The ten-point proposal is basically a complete victory for Iran. If those ten points that Iran is insisting on — if we agreed to those ten points — Iran would be in a much better position after the war than they were before the war. So what would we have achieved? We would be no safer and we would have elevated the position of Iran and diminished our own. I mean to me the two sides are as far apart as they were from the very beginning; I don’t see what Iran has conceded and the president is claiming that, you know, we’re almost there, like the whole mess is over but the mess that he created on his own.

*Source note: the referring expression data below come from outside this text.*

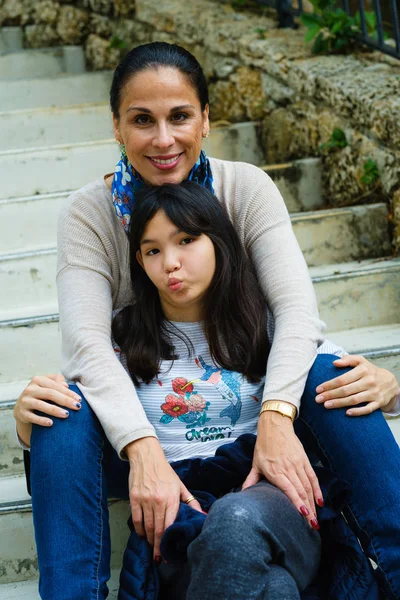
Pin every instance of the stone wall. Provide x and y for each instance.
(256, 72)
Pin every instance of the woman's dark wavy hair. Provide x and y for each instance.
(234, 308)
(153, 56)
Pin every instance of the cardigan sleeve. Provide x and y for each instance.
(86, 280)
(283, 275)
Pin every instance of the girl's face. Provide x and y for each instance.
(161, 125)
(180, 266)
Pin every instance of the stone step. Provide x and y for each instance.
(64, 167)
(29, 223)
(40, 127)
(350, 296)
(299, 182)
(28, 278)
(28, 283)
(18, 559)
(358, 294)
(63, 90)
(46, 62)
(380, 344)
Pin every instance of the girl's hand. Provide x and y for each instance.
(155, 491)
(37, 397)
(280, 457)
(364, 383)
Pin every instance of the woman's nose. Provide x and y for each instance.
(163, 138)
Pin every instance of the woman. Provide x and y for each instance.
(159, 103)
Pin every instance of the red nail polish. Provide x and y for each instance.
(314, 524)
(304, 511)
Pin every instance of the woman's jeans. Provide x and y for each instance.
(74, 470)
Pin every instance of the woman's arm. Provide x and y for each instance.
(91, 247)
(284, 279)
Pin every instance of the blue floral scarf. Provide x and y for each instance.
(127, 182)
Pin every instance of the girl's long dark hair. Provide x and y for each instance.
(234, 310)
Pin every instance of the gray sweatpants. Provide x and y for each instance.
(254, 545)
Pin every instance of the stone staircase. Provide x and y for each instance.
(57, 136)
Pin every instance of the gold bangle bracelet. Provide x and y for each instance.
(284, 408)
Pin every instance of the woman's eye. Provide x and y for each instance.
(179, 117)
(142, 120)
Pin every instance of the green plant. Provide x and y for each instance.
(332, 29)
(261, 32)
(117, 42)
(337, 140)
(370, 173)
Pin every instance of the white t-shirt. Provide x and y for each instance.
(196, 406)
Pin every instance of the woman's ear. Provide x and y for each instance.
(139, 258)
(206, 121)
(117, 133)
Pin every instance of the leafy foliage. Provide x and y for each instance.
(370, 172)
(332, 29)
(337, 140)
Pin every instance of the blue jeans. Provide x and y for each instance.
(74, 470)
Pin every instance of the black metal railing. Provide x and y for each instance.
(386, 36)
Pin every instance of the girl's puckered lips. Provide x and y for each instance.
(174, 284)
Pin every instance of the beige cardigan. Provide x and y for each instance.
(93, 280)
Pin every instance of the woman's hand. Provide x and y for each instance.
(280, 457)
(364, 383)
(37, 397)
(155, 491)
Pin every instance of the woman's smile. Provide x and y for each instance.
(165, 163)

Turning to markets, Peter points out a counterintuitive pattern: gold often falls when rhetoric heats up and rallies when tensions ease — which suggests something other than geopolitical fear is driving prices:

Whenever there’s an escalation in the rhetoric — this war is gonna get worse — gold goes down. But when we have a situation today, it gets de-escalated, there’s a ceasefire, gold goes way up. That is the opposite of what you would expect if gold is supposed to be a safe haven. You need a safe haven when there’s war; when it’s peace you don’t need a safe haven anymore — it does nothing that you need safety from because the hostilities are ending. But everything is keying off the Fed — everything — and it shows you that the Fed just has way too much power in the economy or in the financial markets.

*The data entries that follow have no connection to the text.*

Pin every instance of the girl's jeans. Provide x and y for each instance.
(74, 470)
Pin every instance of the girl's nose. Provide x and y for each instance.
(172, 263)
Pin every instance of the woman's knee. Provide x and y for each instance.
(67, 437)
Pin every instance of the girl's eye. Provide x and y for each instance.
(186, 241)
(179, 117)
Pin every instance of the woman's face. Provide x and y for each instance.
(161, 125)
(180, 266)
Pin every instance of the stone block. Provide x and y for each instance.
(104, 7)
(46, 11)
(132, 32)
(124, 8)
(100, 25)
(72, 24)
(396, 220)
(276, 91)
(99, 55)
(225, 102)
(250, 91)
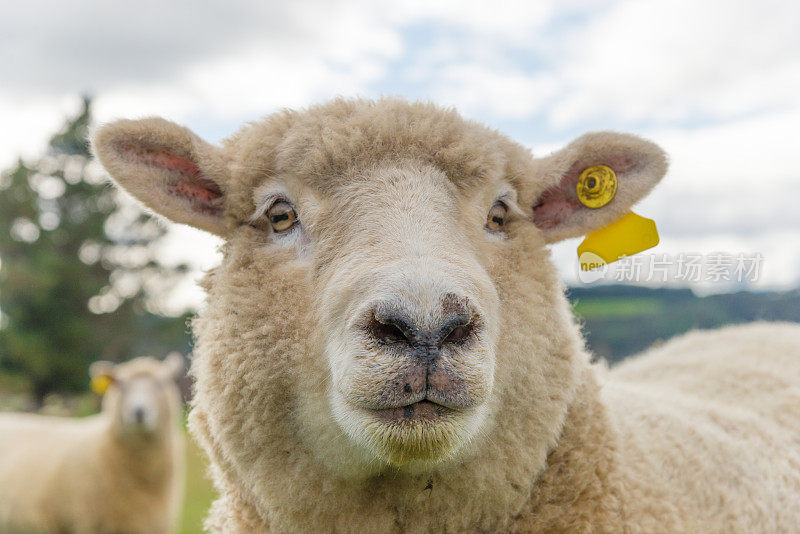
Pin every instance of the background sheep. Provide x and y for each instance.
(119, 471)
(386, 346)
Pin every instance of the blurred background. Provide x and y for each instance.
(86, 275)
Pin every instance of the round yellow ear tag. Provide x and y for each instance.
(100, 383)
(596, 187)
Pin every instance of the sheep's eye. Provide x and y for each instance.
(497, 217)
(281, 216)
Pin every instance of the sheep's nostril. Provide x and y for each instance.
(456, 331)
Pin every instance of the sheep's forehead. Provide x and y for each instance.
(139, 367)
(330, 145)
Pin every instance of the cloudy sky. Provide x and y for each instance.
(716, 83)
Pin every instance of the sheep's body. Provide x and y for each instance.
(328, 398)
(709, 428)
(74, 475)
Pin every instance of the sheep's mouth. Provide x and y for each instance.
(424, 411)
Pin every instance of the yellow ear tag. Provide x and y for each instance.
(626, 236)
(100, 383)
(596, 186)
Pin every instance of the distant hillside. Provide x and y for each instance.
(622, 320)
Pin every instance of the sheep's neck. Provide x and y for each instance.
(147, 462)
(580, 484)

He wraps up by arguing that  what matters is real interest rates — nominal rates minus inflation — and that Fed moves alone aren’t the deciding factor for gold or living standards:

But what all of these traders still don’t get is that the rate cuts are not what’s important; what’s important is where our interest rates are relative to inflation. It doesn’t matter if the Fed cuts or hikes — if inflation moves up more than the Fed hikes rates, or the Fed doesn’t hike rates at all and interest and inflation move up, you’re getting a reduction in the real rate of interest and that’s bullish for gold. And it’s not higher oil prices that are inflationary; higher oil prices don’t mean higher inflation. … The only reason that we can pay more for everything is because the Fed creates the inflation; the Fed creates additional money.